A-Z Drama Challenge: Tsuki ni Shizumu

Another one that landed on my list after retracing some of my favorite queens of Jpop – this time being none other than Ayumi Hamasaki. A legend in her own right even if she’s no longer at the peak. Her legacy is one that anyone unfamiliar should look into, she was on the cover of TIME magazine in America back in the day, and holds the record for one of the most expensive music videos produced ever.

Tsuki ni Shizumu not being said video, and much more of a side note in her story. It was made in 2002 to couple with the release of her song “VOYAGE”. In fact you could say that “VOYAGE”‘s music video is the super short version. I actually pulled the screenshot for this blog from the MV lol. The full ‘movie’ exists online in various forms but this is one where I bought a DVD copy just to be sure I got the full film, and it would be in the best quality possible.

I mean you should just listen to Ayumi anyway, so here’s the MV. A 6 minute sample of the film so to speak.

With all that said, Tsuki ni Shizumu or Sinking into the Moon is a Ayumi Hamasaki’s second and final time as a main character in a major production. Minamo (Ayumi Hamasaki) is a young woman whose unable to sleep due to her terrifying dreams. In her dreams she’s called ‘Kagari’ a woman of the past, whose being primed to be a sacrificial lamb in a mysterious ceremony. She is admitted to a psychiatric ward to try and uncover the truth, only for the doctors to realize the answer may lay outside of Minamo and in the hands of another.

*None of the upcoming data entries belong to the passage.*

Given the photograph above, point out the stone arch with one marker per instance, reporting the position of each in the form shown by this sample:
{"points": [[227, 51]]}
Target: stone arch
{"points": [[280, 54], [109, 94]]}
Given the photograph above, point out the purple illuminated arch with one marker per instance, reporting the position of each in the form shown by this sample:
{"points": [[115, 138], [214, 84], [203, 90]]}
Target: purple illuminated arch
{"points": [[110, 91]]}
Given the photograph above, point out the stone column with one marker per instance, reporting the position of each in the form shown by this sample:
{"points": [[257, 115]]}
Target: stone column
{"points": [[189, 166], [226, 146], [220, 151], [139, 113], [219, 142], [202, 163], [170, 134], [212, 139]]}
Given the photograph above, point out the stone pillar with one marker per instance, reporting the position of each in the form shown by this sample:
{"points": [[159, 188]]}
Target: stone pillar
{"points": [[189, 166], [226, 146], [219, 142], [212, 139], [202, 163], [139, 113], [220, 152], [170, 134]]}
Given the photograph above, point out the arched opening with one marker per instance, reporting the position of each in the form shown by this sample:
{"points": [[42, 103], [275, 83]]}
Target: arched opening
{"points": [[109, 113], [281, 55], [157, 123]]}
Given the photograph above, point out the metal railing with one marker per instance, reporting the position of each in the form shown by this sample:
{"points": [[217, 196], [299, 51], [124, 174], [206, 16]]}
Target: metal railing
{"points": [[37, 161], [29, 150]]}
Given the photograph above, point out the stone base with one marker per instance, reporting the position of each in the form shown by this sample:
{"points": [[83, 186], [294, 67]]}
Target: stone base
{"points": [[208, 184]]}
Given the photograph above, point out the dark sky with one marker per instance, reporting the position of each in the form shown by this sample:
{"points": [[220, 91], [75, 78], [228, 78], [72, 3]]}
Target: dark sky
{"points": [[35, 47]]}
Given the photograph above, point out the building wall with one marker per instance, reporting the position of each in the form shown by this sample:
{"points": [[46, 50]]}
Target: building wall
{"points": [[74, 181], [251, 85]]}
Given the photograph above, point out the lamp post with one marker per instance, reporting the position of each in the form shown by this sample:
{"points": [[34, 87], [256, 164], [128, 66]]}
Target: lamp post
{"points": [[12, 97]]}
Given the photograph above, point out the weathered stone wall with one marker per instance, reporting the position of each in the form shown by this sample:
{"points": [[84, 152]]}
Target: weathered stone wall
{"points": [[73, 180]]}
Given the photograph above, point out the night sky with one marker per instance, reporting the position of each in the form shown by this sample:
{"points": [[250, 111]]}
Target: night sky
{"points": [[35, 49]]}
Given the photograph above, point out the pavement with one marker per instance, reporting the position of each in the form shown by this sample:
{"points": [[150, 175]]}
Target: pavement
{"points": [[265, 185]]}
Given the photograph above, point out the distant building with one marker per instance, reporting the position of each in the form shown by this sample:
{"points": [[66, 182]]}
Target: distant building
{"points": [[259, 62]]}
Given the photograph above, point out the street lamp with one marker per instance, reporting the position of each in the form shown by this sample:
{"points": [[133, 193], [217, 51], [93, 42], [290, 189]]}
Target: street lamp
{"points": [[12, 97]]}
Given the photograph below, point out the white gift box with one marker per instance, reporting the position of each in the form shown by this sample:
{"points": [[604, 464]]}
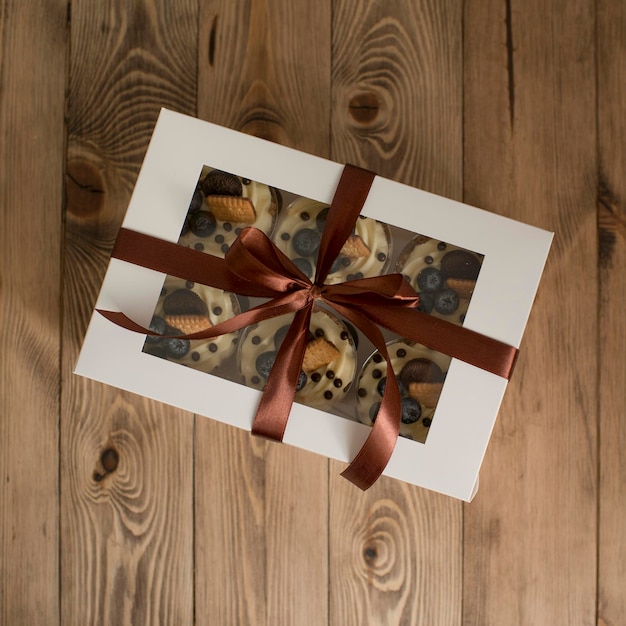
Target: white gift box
{"points": [[514, 256]]}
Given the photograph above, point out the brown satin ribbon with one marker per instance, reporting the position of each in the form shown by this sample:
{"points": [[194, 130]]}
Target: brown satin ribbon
{"points": [[254, 266]]}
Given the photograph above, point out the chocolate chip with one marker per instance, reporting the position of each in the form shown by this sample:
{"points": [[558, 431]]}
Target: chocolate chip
{"points": [[218, 183], [460, 264]]}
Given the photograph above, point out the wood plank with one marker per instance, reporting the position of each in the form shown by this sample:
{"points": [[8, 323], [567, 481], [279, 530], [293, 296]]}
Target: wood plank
{"points": [[261, 508], [530, 153], [126, 462], [397, 95], [33, 49], [612, 237]]}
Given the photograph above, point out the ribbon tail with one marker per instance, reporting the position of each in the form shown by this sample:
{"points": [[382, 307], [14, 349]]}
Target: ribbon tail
{"points": [[275, 405], [458, 342], [372, 458], [273, 308]]}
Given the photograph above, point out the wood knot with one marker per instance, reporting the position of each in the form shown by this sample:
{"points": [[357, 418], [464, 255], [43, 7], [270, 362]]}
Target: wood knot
{"points": [[364, 107], [370, 554], [84, 188], [109, 460]]}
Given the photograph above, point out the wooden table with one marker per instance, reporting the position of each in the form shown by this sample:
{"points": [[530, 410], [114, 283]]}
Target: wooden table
{"points": [[117, 510]]}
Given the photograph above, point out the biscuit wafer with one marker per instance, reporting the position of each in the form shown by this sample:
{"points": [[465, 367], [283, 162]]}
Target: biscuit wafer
{"points": [[426, 393], [319, 352], [232, 209]]}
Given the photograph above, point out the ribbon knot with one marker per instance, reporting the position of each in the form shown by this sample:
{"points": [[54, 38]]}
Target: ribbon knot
{"points": [[254, 266], [316, 292]]}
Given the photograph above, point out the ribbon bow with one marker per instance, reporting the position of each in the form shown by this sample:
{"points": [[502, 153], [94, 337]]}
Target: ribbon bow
{"points": [[254, 266]]}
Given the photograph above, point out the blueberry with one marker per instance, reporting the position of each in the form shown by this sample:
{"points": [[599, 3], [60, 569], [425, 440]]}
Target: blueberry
{"points": [[202, 223], [264, 363], [176, 348], [280, 335], [374, 411], [301, 381], [430, 279], [411, 411], [446, 301], [427, 301], [157, 325], [218, 183], [306, 242], [320, 218], [304, 266]]}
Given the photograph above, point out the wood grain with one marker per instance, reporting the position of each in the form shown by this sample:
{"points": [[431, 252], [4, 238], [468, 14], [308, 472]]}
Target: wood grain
{"points": [[530, 533], [612, 262], [126, 462], [33, 47], [396, 109], [262, 508]]}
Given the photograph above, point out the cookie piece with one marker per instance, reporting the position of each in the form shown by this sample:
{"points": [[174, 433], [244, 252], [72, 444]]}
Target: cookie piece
{"points": [[355, 248], [186, 307], [365, 253], [232, 209], [323, 382], [420, 373], [426, 393], [444, 275], [228, 203], [319, 352]]}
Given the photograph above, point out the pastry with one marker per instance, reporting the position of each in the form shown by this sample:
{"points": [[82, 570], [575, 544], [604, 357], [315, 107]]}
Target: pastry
{"points": [[184, 308], [420, 373], [443, 274], [222, 205], [329, 362], [298, 234]]}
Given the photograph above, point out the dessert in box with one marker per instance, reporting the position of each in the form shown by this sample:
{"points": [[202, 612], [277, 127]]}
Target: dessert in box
{"points": [[298, 234], [195, 306], [185, 307], [221, 206], [329, 363]]}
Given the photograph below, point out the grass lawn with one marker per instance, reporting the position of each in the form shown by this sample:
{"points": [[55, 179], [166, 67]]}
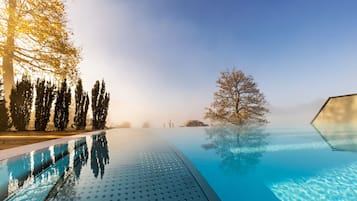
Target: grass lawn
{"points": [[12, 139]]}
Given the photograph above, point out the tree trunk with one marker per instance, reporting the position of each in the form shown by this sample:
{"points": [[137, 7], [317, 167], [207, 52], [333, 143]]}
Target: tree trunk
{"points": [[9, 48]]}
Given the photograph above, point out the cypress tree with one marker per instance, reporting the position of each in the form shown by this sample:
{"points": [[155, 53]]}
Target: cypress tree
{"points": [[82, 103], [21, 103], [63, 100], [45, 94], [4, 115], [100, 104]]}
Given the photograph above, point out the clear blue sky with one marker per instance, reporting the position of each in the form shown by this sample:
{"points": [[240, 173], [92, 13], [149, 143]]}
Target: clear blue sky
{"points": [[161, 57]]}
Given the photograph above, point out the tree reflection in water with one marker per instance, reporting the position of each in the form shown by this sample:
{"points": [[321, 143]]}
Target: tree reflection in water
{"points": [[99, 154], [80, 156], [239, 147]]}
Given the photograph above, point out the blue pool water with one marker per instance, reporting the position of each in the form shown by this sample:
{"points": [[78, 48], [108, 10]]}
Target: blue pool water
{"points": [[238, 163], [273, 163]]}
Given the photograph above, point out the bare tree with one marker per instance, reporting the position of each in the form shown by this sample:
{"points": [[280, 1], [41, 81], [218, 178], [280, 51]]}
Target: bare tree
{"points": [[238, 100]]}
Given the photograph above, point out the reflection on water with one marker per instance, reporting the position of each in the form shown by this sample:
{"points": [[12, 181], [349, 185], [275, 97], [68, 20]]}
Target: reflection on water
{"points": [[340, 137], [37, 172], [99, 154], [229, 141]]}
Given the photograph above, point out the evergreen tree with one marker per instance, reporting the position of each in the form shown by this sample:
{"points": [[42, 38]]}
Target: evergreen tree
{"points": [[45, 94], [82, 103], [21, 103], [100, 104], [63, 100], [4, 115]]}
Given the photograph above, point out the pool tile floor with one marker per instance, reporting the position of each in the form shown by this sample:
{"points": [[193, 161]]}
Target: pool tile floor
{"points": [[140, 167]]}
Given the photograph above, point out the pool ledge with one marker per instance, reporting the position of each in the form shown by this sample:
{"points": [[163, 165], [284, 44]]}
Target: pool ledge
{"points": [[18, 151]]}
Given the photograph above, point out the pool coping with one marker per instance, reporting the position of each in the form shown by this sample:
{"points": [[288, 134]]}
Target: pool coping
{"points": [[24, 149], [15, 152]]}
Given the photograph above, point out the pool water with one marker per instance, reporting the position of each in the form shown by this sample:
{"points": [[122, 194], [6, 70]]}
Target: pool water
{"points": [[273, 163], [306, 163]]}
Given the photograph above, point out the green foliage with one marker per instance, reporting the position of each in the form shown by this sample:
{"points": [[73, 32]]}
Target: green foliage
{"points": [[82, 103], [21, 103], [100, 104], [4, 115], [63, 100], [45, 94]]}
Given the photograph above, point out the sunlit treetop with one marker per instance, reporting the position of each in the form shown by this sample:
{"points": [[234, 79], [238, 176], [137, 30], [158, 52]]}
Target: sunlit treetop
{"points": [[42, 41]]}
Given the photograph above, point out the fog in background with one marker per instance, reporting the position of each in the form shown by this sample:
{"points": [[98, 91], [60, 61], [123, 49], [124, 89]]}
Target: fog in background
{"points": [[160, 59]]}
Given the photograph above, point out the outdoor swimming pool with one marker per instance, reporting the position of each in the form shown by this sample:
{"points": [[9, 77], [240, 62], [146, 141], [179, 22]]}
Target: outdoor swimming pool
{"points": [[239, 164]]}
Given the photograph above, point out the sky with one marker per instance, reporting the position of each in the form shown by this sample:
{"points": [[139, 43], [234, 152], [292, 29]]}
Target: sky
{"points": [[160, 58]]}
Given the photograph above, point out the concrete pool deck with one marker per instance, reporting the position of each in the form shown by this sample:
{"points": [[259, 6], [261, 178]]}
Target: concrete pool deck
{"points": [[141, 166]]}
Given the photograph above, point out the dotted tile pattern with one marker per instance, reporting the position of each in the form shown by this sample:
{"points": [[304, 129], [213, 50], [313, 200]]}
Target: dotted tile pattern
{"points": [[148, 175]]}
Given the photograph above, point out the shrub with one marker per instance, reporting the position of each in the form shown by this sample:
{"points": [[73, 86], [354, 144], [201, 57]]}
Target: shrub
{"points": [[45, 94], [100, 104], [63, 100], [21, 103], [82, 102]]}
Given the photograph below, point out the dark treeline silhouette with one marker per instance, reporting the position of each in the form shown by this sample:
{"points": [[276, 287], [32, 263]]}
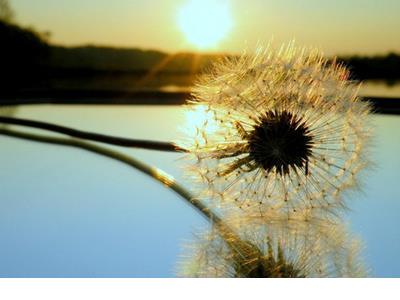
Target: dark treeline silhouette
{"points": [[23, 55], [32, 68]]}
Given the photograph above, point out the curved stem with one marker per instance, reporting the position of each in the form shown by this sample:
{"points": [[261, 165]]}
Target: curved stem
{"points": [[154, 172], [118, 141], [237, 246]]}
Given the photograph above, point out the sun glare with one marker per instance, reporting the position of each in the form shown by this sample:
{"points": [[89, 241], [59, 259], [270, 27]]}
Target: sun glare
{"points": [[205, 22]]}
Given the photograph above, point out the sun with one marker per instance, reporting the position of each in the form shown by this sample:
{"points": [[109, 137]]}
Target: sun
{"points": [[205, 22]]}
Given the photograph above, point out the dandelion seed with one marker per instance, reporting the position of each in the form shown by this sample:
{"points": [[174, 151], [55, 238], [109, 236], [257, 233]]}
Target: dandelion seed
{"points": [[285, 130]]}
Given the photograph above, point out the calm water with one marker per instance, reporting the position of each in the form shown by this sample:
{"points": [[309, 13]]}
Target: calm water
{"points": [[66, 212]]}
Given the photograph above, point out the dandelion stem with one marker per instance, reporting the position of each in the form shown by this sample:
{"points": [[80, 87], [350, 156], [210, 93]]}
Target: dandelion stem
{"points": [[153, 172], [112, 140]]}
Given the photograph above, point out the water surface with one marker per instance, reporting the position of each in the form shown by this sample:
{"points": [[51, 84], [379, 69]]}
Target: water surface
{"points": [[69, 213]]}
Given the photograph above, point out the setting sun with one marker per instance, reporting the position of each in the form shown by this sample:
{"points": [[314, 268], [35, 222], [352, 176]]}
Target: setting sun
{"points": [[205, 23]]}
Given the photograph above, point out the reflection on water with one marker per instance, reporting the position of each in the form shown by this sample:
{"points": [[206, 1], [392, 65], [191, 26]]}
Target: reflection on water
{"points": [[67, 212]]}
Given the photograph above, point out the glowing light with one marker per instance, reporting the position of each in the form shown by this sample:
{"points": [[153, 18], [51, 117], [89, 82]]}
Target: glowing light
{"points": [[205, 22]]}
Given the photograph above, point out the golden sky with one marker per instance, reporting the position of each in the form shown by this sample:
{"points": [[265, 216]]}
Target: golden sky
{"points": [[337, 27]]}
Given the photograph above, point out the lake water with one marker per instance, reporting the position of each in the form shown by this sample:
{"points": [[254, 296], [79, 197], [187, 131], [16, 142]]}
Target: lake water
{"points": [[69, 213]]}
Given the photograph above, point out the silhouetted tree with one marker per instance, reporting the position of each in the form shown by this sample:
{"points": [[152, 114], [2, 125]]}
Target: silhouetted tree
{"points": [[22, 55], [6, 12]]}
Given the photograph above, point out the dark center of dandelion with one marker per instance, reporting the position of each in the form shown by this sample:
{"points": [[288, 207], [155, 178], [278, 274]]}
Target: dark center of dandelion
{"points": [[280, 140]]}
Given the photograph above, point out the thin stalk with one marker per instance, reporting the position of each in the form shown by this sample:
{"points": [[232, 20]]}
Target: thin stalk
{"points": [[153, 172], [237, 246], [102, 138]]}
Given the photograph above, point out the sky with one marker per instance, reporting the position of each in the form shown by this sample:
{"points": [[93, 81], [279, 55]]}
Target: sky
{"points": [[340, 27]]}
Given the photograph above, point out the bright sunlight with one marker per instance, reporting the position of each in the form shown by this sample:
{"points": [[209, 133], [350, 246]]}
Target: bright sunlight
{"points": [[205, 22]]}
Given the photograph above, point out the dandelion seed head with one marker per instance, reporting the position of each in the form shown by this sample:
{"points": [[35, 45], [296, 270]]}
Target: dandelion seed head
{"points": [[282, 129]]}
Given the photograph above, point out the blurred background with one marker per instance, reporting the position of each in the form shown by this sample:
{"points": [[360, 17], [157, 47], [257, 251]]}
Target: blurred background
{"points": [[95, 50], [68, 213]]}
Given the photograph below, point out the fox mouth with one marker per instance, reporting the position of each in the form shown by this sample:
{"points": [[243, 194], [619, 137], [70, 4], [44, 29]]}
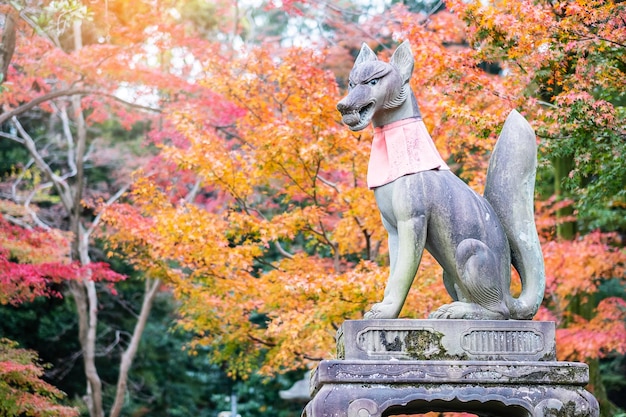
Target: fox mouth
{"points": [[359, 118]]}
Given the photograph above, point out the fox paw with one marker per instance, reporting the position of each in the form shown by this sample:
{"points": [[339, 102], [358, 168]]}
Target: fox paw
{"points": [[470, 311], [382, 311]]}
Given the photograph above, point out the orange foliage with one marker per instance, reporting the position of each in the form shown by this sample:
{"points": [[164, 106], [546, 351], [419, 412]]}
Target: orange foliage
{"points": [[266, 230]]}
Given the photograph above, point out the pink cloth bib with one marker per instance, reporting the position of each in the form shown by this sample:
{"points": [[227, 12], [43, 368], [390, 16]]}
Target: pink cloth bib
{"points": [[401, 148]]}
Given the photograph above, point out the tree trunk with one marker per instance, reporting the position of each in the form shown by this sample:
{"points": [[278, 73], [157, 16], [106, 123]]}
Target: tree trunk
{"points": [[129, 354], [7, 44]]}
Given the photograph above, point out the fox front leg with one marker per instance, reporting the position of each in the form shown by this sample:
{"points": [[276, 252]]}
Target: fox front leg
{"points": [[408, 238]]}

It’s a very short, and rather concise film running at just around 40 minutes. There’s the romantic elements, and the drama of what-if’s and did-that-really-happen. It’s a really fun idea I think. Building a whole short film around the idea of a song? Honestly an idea ahead of it’s time, if Hamasaki’s juniors are anything to go by.

It’s another film that hasn’t quite aged well in terms of technology. It had a duel VHS and DVD release – 2002 was a fascinating time to be alive. There is that wonderful ‘crunch’ to the film that gives it personality, as well as making a few scenes hard to read. Since this story is based around a dream, and a rather fantastical one at that I think it adds a lot to that mystique.

I mean the perfect blend of practical effects (the tear) and CGI (the moon). Also iconic as hell.

The acting in this one does show why Ayumi never really took anymore roles after it though. She felt very coached with a lot of her expressions feeling very one dimensional. There wasn’t a lot of nuance in her performance, but she did convey a certain amount of emotion. The other thing is that Ayumi has some very distinct voice and speech patterns that just didn’t quite blend here. Her opposite, Iseya Yusuke who played Akira/Takaomi managed to fill in the bigger gaps once he was introduced. He had a much more subdued performance that balanced out the overall feeling.

I think I’m showing my bias here but I just really love this era in Japanese film. The sets were simple, but conveyed enough to make it work. The area where the dream sequences were filmed is positively gorgeous. 10/10 would chose to sink into the moon there. There’s a good balance of practical and special effects that hold up surprisingly well too. Also the music – excellent stuff, it really helped shape the project in a positive way.

Overall, I just really like projects like this. Going in they knew this wasn’t some blockbuster film that would win over critics – they made it because they had the means and desire to. Simple as that. It’s not officially licensed (nor do I see it being anytime soon) but a good keyword search and you can find it subbed. If you’re looking to dip your toes into Japanese cinema I think this is a good place to start. Maybe you’ll sink into liking the film like me.



  1. Iconic! Ayumi Hamasaki was one of the first J-pop acts I ever discovered and got really into, and I still have a huge soft spot for her earlier work, especially late 90 to early 2000s.